Formula Columns
Formula columns let you perform calculations and data transformations on your dataset - similar to formulas in a spreadsheet, but designed for large-scale data processing. They use EraQL, Cotera's functional query language, to compute new values from your existing data without requiring AI.
When to Use Formula Columns
Formula columns are ideal when you need deterministic, rule-based transformations:
- Calculations: Compute totals, percentages, differences, or aggregations
- Data formatting: Standardize text, extract substrings, or combine fields
- Conditional logic: Apply if/then rules based on your data
- Date operations: Calculate durations, extract date parts, or format timestamps
- Type conversions: Convert between strings, numbers, and other data types
For tasks requiring judgment, interpretation, or natural language understanding, use LLM columns instead.
Quick Examples
Here are some common formula patterns:
Combine first and last name:
concat("first_name", ' ', "last_name")
Calculate a percentage:
div("completed_tasks", "total_tasks") |> mul(100)
Extract the month from a date:
date_part("created_at", 'month')
Conditional value:
if("amount" > 1000, {then: 'high_value', else: 'standard'})
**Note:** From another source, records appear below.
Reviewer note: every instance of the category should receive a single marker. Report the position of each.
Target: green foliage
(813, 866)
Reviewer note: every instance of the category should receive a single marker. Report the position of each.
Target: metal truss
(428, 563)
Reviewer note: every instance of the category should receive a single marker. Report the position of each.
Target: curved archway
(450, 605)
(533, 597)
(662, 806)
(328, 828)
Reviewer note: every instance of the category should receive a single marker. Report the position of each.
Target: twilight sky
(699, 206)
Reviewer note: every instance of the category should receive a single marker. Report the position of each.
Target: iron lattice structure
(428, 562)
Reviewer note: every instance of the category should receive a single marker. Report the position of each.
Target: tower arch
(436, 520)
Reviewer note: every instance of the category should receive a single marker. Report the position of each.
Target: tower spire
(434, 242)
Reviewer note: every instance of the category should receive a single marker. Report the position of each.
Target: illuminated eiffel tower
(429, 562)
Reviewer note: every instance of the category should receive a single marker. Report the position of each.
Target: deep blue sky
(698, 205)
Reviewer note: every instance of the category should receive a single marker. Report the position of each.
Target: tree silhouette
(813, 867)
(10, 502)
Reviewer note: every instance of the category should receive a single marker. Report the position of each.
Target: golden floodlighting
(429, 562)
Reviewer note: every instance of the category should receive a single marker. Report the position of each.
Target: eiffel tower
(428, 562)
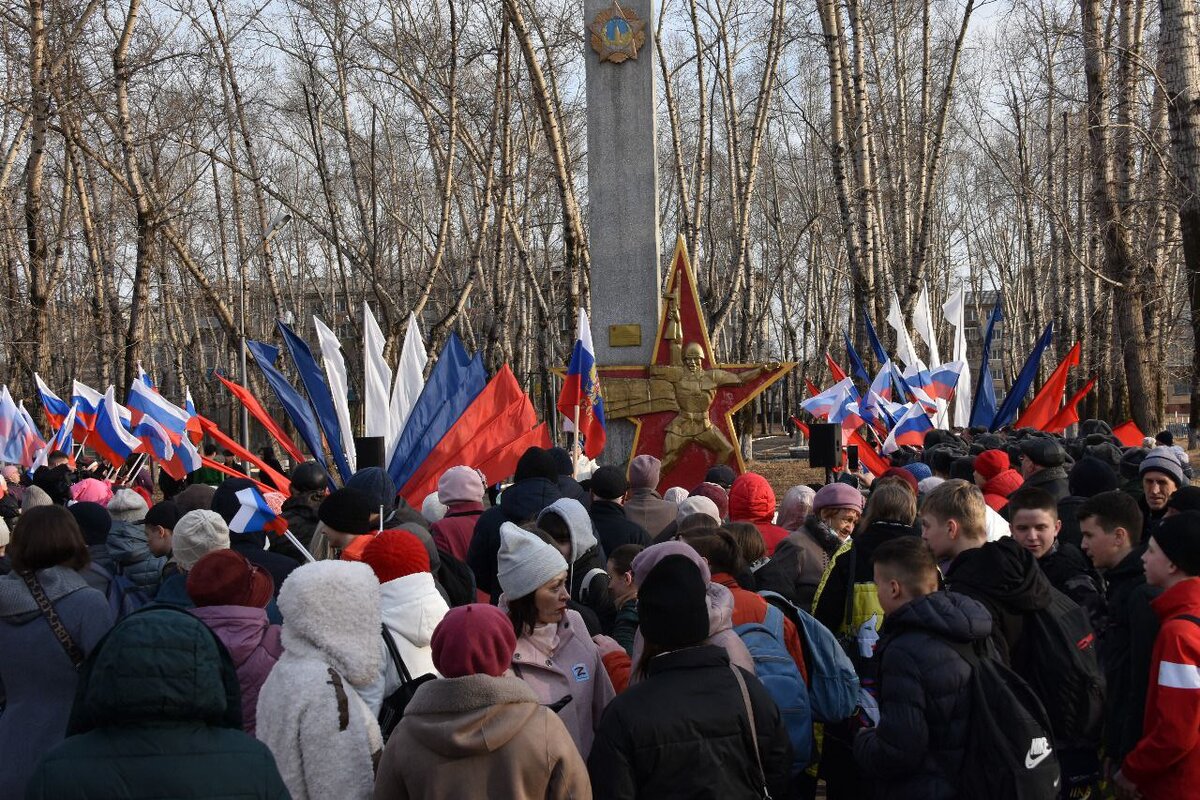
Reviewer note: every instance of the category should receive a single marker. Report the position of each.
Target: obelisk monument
(623, 198)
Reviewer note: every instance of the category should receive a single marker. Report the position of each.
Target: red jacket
(1167, 762)
(753, 500)
(996, 491)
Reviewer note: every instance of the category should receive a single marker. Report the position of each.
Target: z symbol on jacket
(1039, 751)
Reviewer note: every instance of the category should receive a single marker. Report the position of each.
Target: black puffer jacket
(917, 749)
(519, 503)
(1125, 643)
(683, 732)
(1005, 577)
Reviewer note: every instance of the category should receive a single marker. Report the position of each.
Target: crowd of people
(996, 615)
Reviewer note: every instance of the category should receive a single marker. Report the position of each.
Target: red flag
(1129, 434)
(498, 415)
(1045, 403)
(1068, 414)
(256, 409)
(838, 372)
(503, 462)
(228, 443)
(868, 455)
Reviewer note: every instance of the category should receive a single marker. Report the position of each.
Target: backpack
(781, 678)
(1059, 661)
(833, 683)
(1008, 752)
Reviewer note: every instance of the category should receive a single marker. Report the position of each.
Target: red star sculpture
(683, 403)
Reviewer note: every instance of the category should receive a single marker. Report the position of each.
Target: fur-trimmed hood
(331, 612)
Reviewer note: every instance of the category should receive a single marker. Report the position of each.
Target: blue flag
(319, 395)
(1025, 379)
(983, 409)
(856, 364)
(295, 405)
(876, 346)
(454, 383)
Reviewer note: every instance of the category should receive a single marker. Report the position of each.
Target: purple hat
(838, 495)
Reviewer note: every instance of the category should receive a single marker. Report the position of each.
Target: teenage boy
(1165, 763)
(916, 750)
(1110, 524)
(1036, 527)
(1003, 576)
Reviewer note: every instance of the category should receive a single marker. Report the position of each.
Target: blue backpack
(833, 683)
(783, 680)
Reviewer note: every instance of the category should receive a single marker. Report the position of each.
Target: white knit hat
(699, 504)
(197, 534)
(526, 561)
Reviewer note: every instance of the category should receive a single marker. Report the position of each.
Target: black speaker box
(825, 445)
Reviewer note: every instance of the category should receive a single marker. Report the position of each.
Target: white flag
(377, 380)
(335, 372)
(905, 350)
(409, 379)
(955, 314)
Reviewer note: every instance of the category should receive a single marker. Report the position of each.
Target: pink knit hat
(461, 485)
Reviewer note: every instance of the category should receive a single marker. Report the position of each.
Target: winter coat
(1125, 643)
(1165, 763)
(251, 546)
(480, 737)
(574, 667)
(519, 503)
(322, 734)
(1005, 577)
(129, 548)
(157, 716)
(649, 510)
(684, 732)
(1053, 481)
(453, 533)
(996, 491)
(412, 609)
(799, 563)
(625, 627)
(253, 644)
(829, 605)
(753, 500)
(916, 750)
(613, 527)
(36, 675)
(1071, 572)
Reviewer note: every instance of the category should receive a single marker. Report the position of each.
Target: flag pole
(575, 443)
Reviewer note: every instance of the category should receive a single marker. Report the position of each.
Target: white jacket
(322, 734)
(412, 608)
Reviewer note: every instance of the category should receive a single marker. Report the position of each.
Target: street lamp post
(280, 221)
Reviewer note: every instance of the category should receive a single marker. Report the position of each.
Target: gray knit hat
(1163, 459)
(197, 534)
(525, 561)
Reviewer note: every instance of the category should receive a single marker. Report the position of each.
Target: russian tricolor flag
(55, 407)
(581, 391)
(144, 401)
(255, 515)
(910, 429)
(111, 439)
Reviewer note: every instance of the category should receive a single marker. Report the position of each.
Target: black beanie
(348, 511)
(609, 482)
(672, 603)
(94, 521)
(1179, 537)
(535, 462)
(1091, 476)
Clean and standardize text:
lower("email") |> replace(' ', '')
EraQL: The Formula Language
Formula columns are powered by EraQL, a functional query language with a rich set of built-in functions for:
- Math:
add,sub,mul,div,round,abs,floor,ceil - Strings:
concat,lower,upper,replace,substring,split_part - Dates:
date_add,date_diff,date_trunc,date_part,now - Logic:
if,and,or,not,coalesce,is_null - Comparisons:
eq,gt,lt,gte,lte,one_of
For the complete syntax and all available functions, see the EraQL Language Reference.
Creating a Formula Column
- Navigate to your dataset and open the column editor
- Select Formula as the column type
- Write your EraQL expression
- Use the preview feature to test on sample data
- Publish when ready
Formula columns execute instantly and deterministically - the same input always produces the same output, making them reliable for business-critical calculations.